The following is a guest post by CNBC Contributor Todd Gordon.
The Australian unemployment report was released at -5.5K, missing the consensus reading of 2.3K and producing a net loss of 7.8kKexpected jobs to the economy. However, the prior reading was revised higher from 13.9K to 17.1K, adding 3.2K jobs back into the economy. So the net impact is approximately 4.6K jobs lost over the last two reports.
I still hold to the view that this not enough evidence that a rate cut at the Reserve Bank of Australia's February meeting is warranted. As I said on Fast Money last night, the RBA is already at credit-crisis lows in interest rates, and in such a proactive, accommodative central bank environment with an improving Chinese economy, the RBA knows the weakness is probably short-lived.
So, AUD/USD still remains morbidly range bound since mid-2011, despite a sharp rally in global equities and interest rates. Why? The answer lies not in the base currency of that pair (Aussie), but in the counter currency position (USD).

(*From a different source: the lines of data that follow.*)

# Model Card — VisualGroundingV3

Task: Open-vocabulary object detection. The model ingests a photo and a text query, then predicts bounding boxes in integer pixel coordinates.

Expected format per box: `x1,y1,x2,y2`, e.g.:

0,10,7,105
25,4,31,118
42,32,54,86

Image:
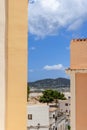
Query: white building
58,99,71,116
27,104,49,130
27,104,66,130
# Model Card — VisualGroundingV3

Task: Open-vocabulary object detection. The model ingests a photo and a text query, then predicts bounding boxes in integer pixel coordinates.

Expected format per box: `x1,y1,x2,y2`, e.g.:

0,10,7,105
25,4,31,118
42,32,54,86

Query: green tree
39,89,54,104
68,125,71,130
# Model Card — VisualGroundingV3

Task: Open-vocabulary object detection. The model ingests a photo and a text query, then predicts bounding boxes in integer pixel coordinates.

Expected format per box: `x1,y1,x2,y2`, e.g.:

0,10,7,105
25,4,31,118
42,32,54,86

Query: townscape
27,86,71,130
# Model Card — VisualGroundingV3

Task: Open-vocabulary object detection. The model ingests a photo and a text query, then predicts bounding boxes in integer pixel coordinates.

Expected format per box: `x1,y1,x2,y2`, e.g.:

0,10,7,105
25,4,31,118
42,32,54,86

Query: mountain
28,78,70,89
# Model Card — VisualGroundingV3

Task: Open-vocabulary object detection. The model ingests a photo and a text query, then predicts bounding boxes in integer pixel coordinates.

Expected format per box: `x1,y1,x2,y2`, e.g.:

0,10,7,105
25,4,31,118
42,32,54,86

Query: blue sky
28,0,87,81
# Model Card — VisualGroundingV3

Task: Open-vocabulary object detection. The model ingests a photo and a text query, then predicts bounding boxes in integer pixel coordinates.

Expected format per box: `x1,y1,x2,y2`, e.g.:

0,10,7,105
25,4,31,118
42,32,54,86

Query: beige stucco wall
76,73,87,130
0,0,5,130
70,39,87,69
6,0,28,130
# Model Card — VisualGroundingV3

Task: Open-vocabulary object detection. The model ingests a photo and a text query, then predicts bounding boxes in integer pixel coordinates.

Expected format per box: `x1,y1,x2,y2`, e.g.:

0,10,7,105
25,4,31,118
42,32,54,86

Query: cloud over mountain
43,64,64,70
28,0,87,37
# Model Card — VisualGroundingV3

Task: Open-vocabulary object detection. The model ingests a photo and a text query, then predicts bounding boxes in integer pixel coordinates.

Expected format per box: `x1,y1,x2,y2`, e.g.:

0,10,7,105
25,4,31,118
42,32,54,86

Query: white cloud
29,69,34,72
43,64,64,70
66,46,70,50
28,0,87,37
30,47,36,51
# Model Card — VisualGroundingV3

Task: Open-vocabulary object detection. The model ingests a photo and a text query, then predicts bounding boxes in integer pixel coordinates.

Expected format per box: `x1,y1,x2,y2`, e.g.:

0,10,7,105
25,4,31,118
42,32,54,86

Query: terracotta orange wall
6,0,28,130
70,39,87,69
76,73,87,130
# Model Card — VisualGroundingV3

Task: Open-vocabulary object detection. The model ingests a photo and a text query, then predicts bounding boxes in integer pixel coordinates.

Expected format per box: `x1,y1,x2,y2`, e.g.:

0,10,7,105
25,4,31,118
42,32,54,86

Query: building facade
27,104,66,130
0,0,28,130
66,39,87,130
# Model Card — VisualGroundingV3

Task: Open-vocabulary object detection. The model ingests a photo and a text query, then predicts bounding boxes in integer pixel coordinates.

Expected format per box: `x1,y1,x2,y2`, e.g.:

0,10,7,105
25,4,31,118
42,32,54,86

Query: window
28,114,32,120
53,114,55,118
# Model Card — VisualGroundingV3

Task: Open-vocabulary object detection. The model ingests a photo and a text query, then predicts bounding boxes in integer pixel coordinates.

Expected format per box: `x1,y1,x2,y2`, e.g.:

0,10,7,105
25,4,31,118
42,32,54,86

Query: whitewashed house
27,104,66,130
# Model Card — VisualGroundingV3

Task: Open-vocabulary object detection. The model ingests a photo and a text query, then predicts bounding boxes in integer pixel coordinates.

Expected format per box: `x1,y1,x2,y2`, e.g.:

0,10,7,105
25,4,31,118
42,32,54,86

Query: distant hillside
28,78,70,88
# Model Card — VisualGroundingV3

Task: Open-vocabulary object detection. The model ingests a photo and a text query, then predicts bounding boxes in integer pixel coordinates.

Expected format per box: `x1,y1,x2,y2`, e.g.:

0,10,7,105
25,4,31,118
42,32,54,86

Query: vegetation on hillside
39,89,66,103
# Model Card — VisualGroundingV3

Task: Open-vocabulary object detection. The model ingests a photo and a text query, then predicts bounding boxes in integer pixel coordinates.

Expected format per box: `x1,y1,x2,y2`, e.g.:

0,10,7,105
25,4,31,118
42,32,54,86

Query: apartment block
0,0,28,130
66,39,87,130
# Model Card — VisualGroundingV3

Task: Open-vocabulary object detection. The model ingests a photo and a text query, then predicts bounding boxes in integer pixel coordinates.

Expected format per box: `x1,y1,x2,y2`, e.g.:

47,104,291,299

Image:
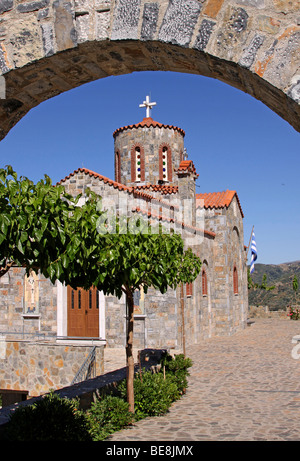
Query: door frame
57,281,106,344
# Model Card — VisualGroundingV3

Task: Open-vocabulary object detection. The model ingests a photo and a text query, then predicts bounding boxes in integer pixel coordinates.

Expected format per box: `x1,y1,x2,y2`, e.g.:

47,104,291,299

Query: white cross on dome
140,96,156,118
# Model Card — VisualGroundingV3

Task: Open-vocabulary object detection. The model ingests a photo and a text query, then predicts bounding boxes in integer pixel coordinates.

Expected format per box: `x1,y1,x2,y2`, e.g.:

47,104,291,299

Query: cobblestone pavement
109,319,300,442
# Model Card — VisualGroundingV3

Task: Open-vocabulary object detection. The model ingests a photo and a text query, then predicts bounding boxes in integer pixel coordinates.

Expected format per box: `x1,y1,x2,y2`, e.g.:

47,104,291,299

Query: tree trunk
126,290,134,413
180,283,185,356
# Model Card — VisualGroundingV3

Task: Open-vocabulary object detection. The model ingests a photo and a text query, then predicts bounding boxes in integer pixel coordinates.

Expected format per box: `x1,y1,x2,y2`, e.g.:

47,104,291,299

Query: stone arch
131,143,145,182
0,0,300,139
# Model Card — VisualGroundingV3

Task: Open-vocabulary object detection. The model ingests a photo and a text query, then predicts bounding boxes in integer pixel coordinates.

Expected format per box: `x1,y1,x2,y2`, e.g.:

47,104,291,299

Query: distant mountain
249,261,300,310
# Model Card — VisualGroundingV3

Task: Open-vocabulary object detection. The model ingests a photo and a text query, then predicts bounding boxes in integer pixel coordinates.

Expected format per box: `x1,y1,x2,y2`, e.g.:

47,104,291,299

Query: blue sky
0,72,300,264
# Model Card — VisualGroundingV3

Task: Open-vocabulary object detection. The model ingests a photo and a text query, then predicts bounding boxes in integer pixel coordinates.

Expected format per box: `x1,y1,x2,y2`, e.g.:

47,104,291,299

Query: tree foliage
0,166,201,411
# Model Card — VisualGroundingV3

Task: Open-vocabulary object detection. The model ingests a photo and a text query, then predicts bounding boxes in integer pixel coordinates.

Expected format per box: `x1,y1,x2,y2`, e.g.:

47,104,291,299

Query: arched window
115,150,121,182
159,144,172,181
186,283,193,297
202,269,207,296
233,266,239,295
131,144,145,182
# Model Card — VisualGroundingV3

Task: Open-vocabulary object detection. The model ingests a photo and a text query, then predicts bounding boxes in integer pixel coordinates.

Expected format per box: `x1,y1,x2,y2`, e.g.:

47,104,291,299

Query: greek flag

Traders, this percentage change overlay chart is a very good illustration of exactly what's going on with the typical safe haven currencies during this risk-on rally. S&P futures are now in a clear uptrend, having broken out from our focus 1471 level in the pre-market GLOBEX trading. But if you're wondering why our favorites like AUD/USD, USD/NOK, and to a lesser degree EUR/USD don't seem to be responding to the upside rally in the S&P futures like they should be, here's the reason. Those same currencies (Euro, Aussie, and Norway) are in fact rallying and reflecting the risk-on sentiment of the January rally - only the rally is taking place against the yen and not the USD.
You can see that beginning in early December the yen crosses broke away from the dollar pairs with the rallying S&P 500. Since the S&P low set in November, euro and the Norwegian krone are higher by approximately 13-14% against the yen, but only higher by about 3-4% against the dollar.
To further demonstrate my point about the dollar not being sold in response to rallying risk, look at the gold and 30-year bond markets also included in this overlay. Gold is selling off quite sharply (down another 0.60% today) as US bonds also push lower. Gold is a safe haven from a falling dollar. But because the dollar is not falling as it should, investors don't need the safety of gold, hence its move lower. Falling bonds drive US interest rates up, which is the main driver of a stronger dollar against the yen.
The theme is clear here. For FX traders bullish on the global economy, we must concentrate on selling the yen safe haven rather than the dollar safe haven. One great way to do this is in the Aussie against the yen.
Todd Gordon is co-head of research and trading at Aspen Trading Group and a contributor to CNBC's "Money In Motion Currency Trading."